At Richard Green gallery, sales included a view from Belle Vue House on the nearby Cheyne Walk, painted by the Scottish artist and Pre-Raphaelite muse Alice Boyd circa 1873-75 (priced at £550,000). From the booth of Philip Mould & Company, sales included a preparatory portrait of Diana, Princess of Wales, painted in a studio on Chelsea’s Tite Street by Nelson Shanks in 1994. The portrait, which shows Diana looking introspective two years after her official separation from Prince Charles, sold from Shanks’ collection earlier this year for $201,600, 10 times its auction estimate, and was quickly bought from Masterpiece for in excess of £300,000.
Christie’s has secured a collection of contemporary African art, with an estimated value of about £2mn, for its Frieze Week sales in London this October.

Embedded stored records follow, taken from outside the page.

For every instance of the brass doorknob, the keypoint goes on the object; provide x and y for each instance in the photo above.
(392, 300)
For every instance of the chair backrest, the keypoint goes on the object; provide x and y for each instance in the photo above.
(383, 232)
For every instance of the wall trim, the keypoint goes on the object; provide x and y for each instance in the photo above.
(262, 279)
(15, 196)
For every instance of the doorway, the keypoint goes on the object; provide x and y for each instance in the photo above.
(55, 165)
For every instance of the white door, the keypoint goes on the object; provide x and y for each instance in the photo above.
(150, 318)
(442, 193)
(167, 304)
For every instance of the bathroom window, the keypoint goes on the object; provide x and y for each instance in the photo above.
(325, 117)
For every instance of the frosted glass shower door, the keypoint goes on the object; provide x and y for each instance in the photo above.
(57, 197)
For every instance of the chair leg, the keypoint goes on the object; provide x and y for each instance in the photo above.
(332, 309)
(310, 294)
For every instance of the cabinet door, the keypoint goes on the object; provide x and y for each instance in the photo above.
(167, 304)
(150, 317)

The so-called Sina Jina collection is a part of the works owned by Robert Devereux, a longtime supporter in the field. Sina Jina is Swahili for “a place with no name” — as Devereux’s home on Kenya’s Lamu Island is also known.
About 70 works by artists including Lynette Yiadom-Boakye, William Kentridge and El Anatsui mark the first time in more than 20 years that a major collection of art from Africa and its diaspora has been offered at auction, Christie’s says. Yiadom-Boakye’s “Highpower” (2008) will be the highest estimated work in the October 13 sale, at £600,000-£800,000, while lesser-known artists — including Aïda Muluneh and Marcia Kure — will have estimates from £3,000. All proceeds will go to support Africa-focused arts and environmental charities.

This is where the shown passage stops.